Франсуа, ворвавшись в кабинет, первым делом вытряхнул Баселя из своего кресла, отобрал точилку в виде тигра, которому следовало как следует накрутить хвост, чтобы заточить карандаш, и рухнул за стол. Потом все так же молча протянул один из багетов с ветчиной и бутылку с водой. Вечно голодный Басель вгрызся в сэндвич и, работая челюстями, без слов протянул Франсуа мутный нечеткий снимок с изображением незнакомца, перебравшись тем временем на единственный в кабинете стул, тут же затрещавший под весом его тела. Франсуа некоторое время изучал фотографию.
– Запись есть? – поинтересовался он, так и не приступив к своему багету. Басель, рот которого был набит, кивком показал напарнику на монитор компьютера. Франсуа щелкнул мышкой и нажал на воспроизведение.
Запись была нечеткой, как любая другая запись с камеры наблюдения. В правом верхнем углу сменяли друг друга секунды. Сначала ничего не происходило, и вот, когда время показало 01:03, перед подъездом остановился темный Mercedes-Benz S-Class. Водитель, облаченный в костюм и белые перчатки, покинув свое место, помог выбраться из салона двум мужчинам. По яркому макияжу и рокерскому прикиду в одном из них легко можно было опознать Анжело Бертолини. Молодой человек ощутимо пошатывался, и водителю пришлось поддержать его под локоть, пока он выбирался из салона машины. Второй мужчина, без сомнения, был Ксавье Седу. Продюсер отдал какое-то распоряжение водителю. Тот, кивнув, сел за руль, и, дождавшись, когда его шеф со своим спутником закроют за собой тяжелую дверь, скрылся из поля зрения камер. Цифры на мониторе сменились на 01:08.

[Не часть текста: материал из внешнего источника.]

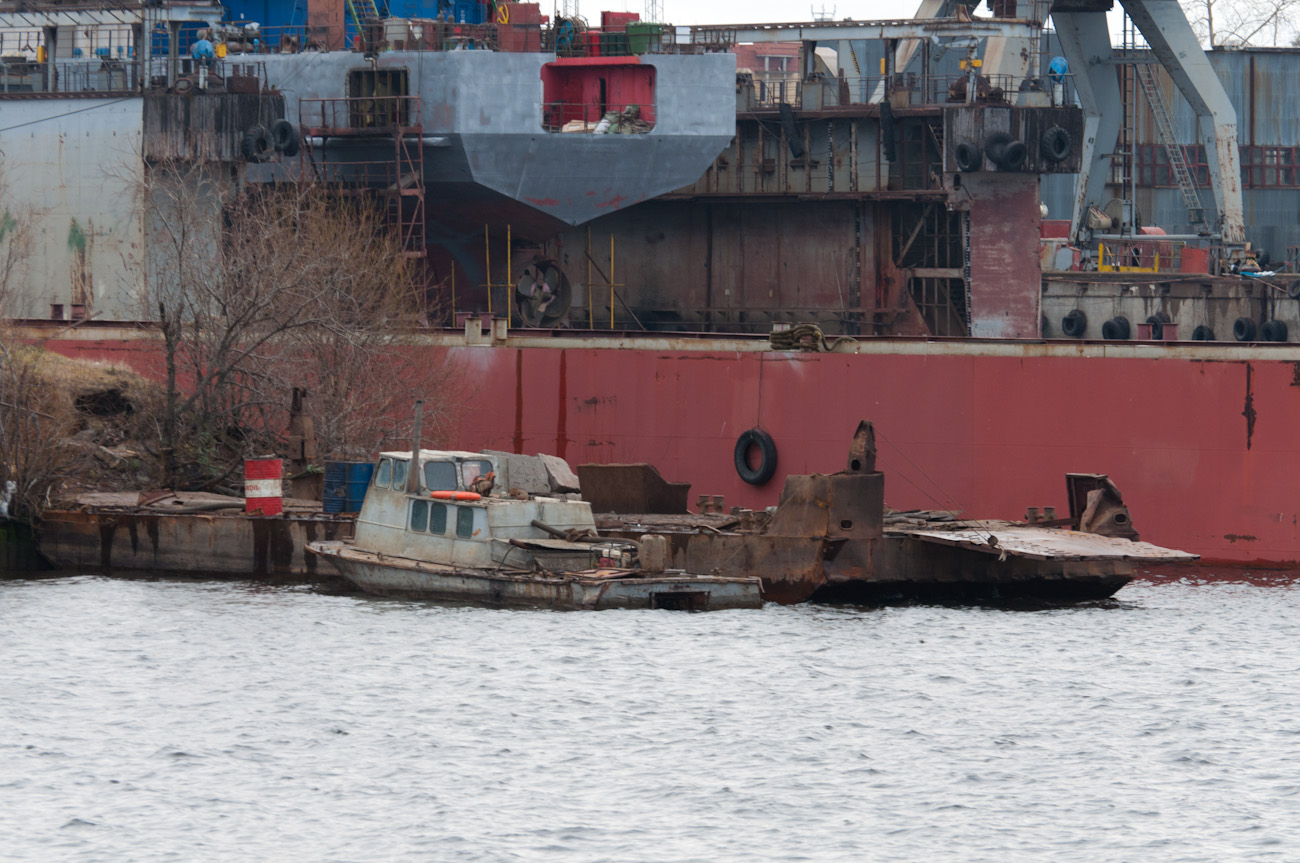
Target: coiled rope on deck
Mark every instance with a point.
(805, 337)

– Нужно допросить водителя, – кинул Франсуа в сторону Баселя, не отрываясь от экрана.
– Угу, – промычал напарник и запил остатки багета водой. На экране снова ничего не происходило. Глаза у Франсуа слезились. Время подбиралось к отметке 01:12, когда к подъезду быстро подошла какая-то тень. Невысокого роста человек нажал какую-то кнопку на панели домофона. Звука на записи, как назло, не было. Несколько секунд ничего не происходило. Незнакомец нервно поправил капюшон, оглядываясь по сторонам. Ему явно было не по себе. Наконец он дернул ручку подъездной двери и проскользнул внутрь.
– Его кто-то впустил, – подвел итоги Франсуа. – Если бы он знал код, зашел бы сразу. Говоришь, никто его не опознал?
– Формально нет, – протянул Басель, поблескивая глазами в сторону второго багета. Франсуа вздохнул и потряс сэндвичем у напарника перед носом.
– Давай сначала факты.
– Мне кажется, – и тут Басель сделал выразительную паузу, заставив Франсуа податься вперед, – один из соседей Седу врет. Точнее, соседка.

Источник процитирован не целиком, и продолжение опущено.